I’ve been amazed at the various responses to this parable and its aftermath. Some readers wonder if the tenants revolted because of the landowner’s oppression. Some are appalled at the violence that seems to be promoted in the text. Other readers thought the landowner naïve, believing the wicked tenants could change their minds by sending his son. Still others want us to be cautious about being anti-Semitic, to remember Jesus is talking to the elites of the day and not all Jewish people. Of course, the religious leaders are furious, especially since they’re hooked by their own words.

Clearly the text operates on us differently and multiple levels as Bible stories often do. But (ironically), I have not been able to let go of the issue of letting go, like the monkey whose hand is trapped in a coconut. (Some hunters put bait in a hollowed-out coconut attached to a stake. The coconut has a hole just large enough for a monkey to put its hand through. When it grabs the bait, the monkey cannot remove its hand, not even to save its life.) The religious leaders have not been able let go of their favored position and status. More importantly, they’ve not been able to let go of their ideas about how God is working in the world through Jesus. For us, the text holds up what may be an uncomfortable mirror: it asks, “What are we holding onto, not letting go?”

This is an important question for us, both as individuals and as a community of faith. We need to acknowledge that there are things that we cling to that get in the way of our relationship with God through Jesus Christ. In the Second Reading from Philippians, the Apostle Paul tells how has had to let go of key pieces of his former identity. He reminds us that we are on a journey of faith that opens us up to what God is doing in us and there are things we cling to that may be holding us back. That’s also true for Grace Lutheran in discerning God’s mission and ministry as you seek a new senior pastor. What are you hanging onto that you need to let go?

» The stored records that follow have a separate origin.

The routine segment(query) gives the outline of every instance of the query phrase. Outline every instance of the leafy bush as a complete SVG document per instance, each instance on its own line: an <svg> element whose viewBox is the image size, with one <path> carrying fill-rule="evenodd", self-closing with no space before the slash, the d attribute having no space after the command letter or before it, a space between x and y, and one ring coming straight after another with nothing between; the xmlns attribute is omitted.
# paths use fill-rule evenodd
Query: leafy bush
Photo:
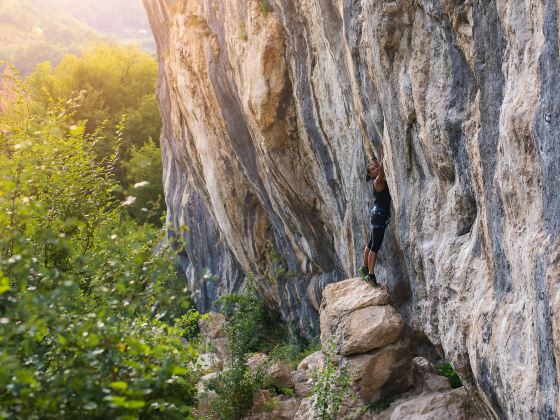
<svg viewBox="0 0 560 420"><path fill-rule="evenodd" d="M151 140L142 147L132 146L123 169L129 185L125 195L135 198L135 202L128 206L130 215L141 223L161 226L165 213L161 150Z"/></svg>
<svg viewBox="0 0 560 420"><path fill-rule="evenodd" d="M233 359L227 370L209 383L216 392L212 399L212 412L216 418L237 420L243 418L253 406L253 396L264 387L262 374L253 374L246 365L246 358Z"/></svg>
<svg viewBox="0 0 560 420"><path fill-rule="evenodd" d="M334 344L331 343L334 350ZM340 405L348 395L352 381L347 364L337 366L329 353L324 353L323 368L313 375L313 409L321 420L336 420Z"/></svg>
<svg viewBox="0 0 560 420"><path fill-rule="evenodd" d="M245 23L245 21L239 24L239 29L237 30L237 37L241 41L247 41L249 39L247 35L247 24Z"/></svg>
<svg viewBox="0 0 560 420"><path fill-rule="evenodd" d="M461 378L459 378L459 375L457 375L457 372L455 372L451 363L443 363L439 365L438 373L449 380L449 384L452 388L460 388L463 386Z"/></svg>
<svg viewBox="0 0 560 420"><path fill-rule="evenodd" d="M281 325L282 342L276 344L270 351L272 360L279 360L287 363L291 369L295 369L299 362L312 353L321 350L319 337L307 340L298 334L293 324Z"/></svg>
<svg viewBox="0 0 560 420"><path fill-rule="evenodd" d="M244 294L226 295L216 303L227 320L231 360L210 385L216 392L212 411L220 419L239 419L251 409L255 391L264 386L264 378L249 370L247 359L259 348L267 313L250 281Z"/></svg>
<svg viewBox="0 0 560 420"><path fill-rule="evenodd" d="M106 164L118 147L112 173L120 188L113 194L133 197L128 213L138 222L161 226L165 205L156 78L155 59L138 48L95 44L80 57L65 56L56 67L39 64L27 78L26 94L37 115L46 115L53 103L65 102L71 111L65 124L95 138L91 140L98 163ZM118 133L114 125L120 125Z"/></svg>
<svg viewBox="0 0 560 420"><path fill-rule="evenodd" d="M12 83L0 117L0 417L188 417L197 314L175 253L122 211L118 150L103 164L94 151L101 131L84 134L62 102L31 113Z"/></svg>
<svg viewBox="0 0 560 420"><path fill-rule="evenodd" d="M391 405L391 403L393 401L395 401L394 397L379 398L378 400L376 400L372 403L366 404L364 412L369 411L369 412L374 413L374 414L381 413L382 411L389 408L389 406Z"/></svg>
<svg viewBox="0 0 560 420"><path fill-rule="evenodd" d="M259 2L259 12L262 15L268 15L270 12L272 11L272 8L270 7L270 3L268 2L268 0L261 0Z"/></svg>
<svg viewBox="0 0 560 420"><path fill-rule="evenodd" d="M104 141L97 142L94 149L100 159L111 156L118 141L122 160L130 158L133 147L138 150L150 139L159 144L162 122L156 80L153 57L118 44L91 45L81 56L64 56L56 67L44 62L27 78L37 112L48 109L53 101L69 101L73 107L68 122L83 125L86 134L96 130L102 134ZM111 127L122 115L127 119L116 136ZM114 173L121 184L130 185L119 161Z"/></svg>

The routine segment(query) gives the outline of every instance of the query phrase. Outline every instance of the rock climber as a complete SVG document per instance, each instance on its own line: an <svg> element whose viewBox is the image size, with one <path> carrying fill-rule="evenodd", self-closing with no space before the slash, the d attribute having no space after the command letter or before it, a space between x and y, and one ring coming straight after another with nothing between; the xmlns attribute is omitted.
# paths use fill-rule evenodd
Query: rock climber
<svg viewBox="0 0 560 420"><path fill-rule="evenodd" d="M385 229L391 217L391 194L389 193L389 185L385 180L385 168L383 167L383 146L381 146L380 159L375 156L375 152L371 145L367 147L371 161L367 165L366 181L373 180L373 207L370 210L371 216L371 235L369 242L364 250L364 265L360 267L359 272L362 278L372 285L379 287L375 277L375 264L377 262L377 254L381 249Z"/></svg>

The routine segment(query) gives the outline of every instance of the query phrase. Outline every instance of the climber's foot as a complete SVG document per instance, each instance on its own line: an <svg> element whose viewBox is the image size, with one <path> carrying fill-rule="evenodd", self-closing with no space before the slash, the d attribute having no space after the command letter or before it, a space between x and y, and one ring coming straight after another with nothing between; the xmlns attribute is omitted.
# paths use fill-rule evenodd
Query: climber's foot
<svg viewBox="0 0 560 420"><path fill-rule="evenodd" d="M364 279L369 274L369 271L365 265L362 265L358 270L358 273L360 274L360 277Z"/></svg>
<svg viewBox="0 0 560 420"><path fill-rule="evenodd" d="M368 274L364 277L364 280L372 287L379 287L379 284L377 284L377 279L375 278L375 274Z"/></svg>

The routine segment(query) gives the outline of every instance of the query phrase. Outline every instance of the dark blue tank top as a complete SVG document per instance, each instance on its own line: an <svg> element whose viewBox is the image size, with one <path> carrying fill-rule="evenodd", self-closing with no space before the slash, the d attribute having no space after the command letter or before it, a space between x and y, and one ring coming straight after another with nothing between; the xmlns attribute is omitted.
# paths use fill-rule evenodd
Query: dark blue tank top
<svg viewBox="0 0 560 420"><path fill-rule="evenodd" d="M385 188L377 192L373 188L373 208L371 209L372 223L384 223L391 216L391 193L389 185L385 181Z"/></svg>

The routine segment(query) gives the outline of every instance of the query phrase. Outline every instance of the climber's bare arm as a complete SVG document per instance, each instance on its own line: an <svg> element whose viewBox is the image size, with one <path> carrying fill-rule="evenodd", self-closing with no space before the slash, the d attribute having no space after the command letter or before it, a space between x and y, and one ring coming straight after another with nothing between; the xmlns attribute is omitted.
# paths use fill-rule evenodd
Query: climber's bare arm
<svg viewBox="0 0 560 420"><path fill-rule="evenodd" d="M370 158L371 160L377 159L377 158L375 157L375 151L373 150L373 147L372 147L372 145L371 145L370 143L368 143L368 145L367 145L367 153L368 153L369 158Z"/></svg>
<svg viewBox="0 0 560 420"><path fill-rule="evenodd" d="M379 159L379 175L375 178L373 182L373 188L375 191L380 192L385 188L385 166L383 165L383 145L381 145L381 154Z"/></svg>

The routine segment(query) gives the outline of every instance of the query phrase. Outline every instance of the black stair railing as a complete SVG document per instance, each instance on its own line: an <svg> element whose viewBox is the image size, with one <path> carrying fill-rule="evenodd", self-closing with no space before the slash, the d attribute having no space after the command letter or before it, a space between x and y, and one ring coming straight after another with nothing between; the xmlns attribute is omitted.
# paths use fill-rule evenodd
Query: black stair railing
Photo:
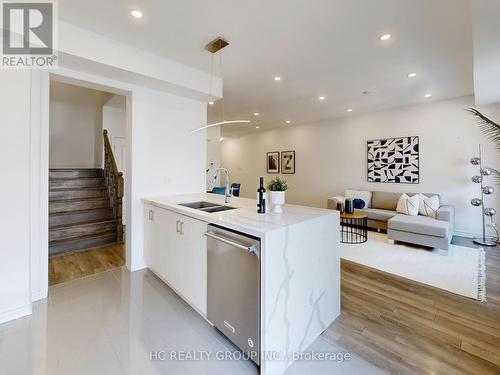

Yet, even as we contemplate about letting go, we are always reminded that God never lets go of us. We need to acknowledge that the violent response offered by the religious leaders is not God’s response. For God keeps coming to us, inviting us into a life-giving relationship. We may be like monkeys with our hands trapped in a coconut, but God is like Fritz with his rug, never letting go. As the Apostle Paul notes, we press on in the journey because God has made us, his beloved, his own. In Jesus Christ, God wants us to know that he will never give up on us, no matter what. Thanks be to God! Amen.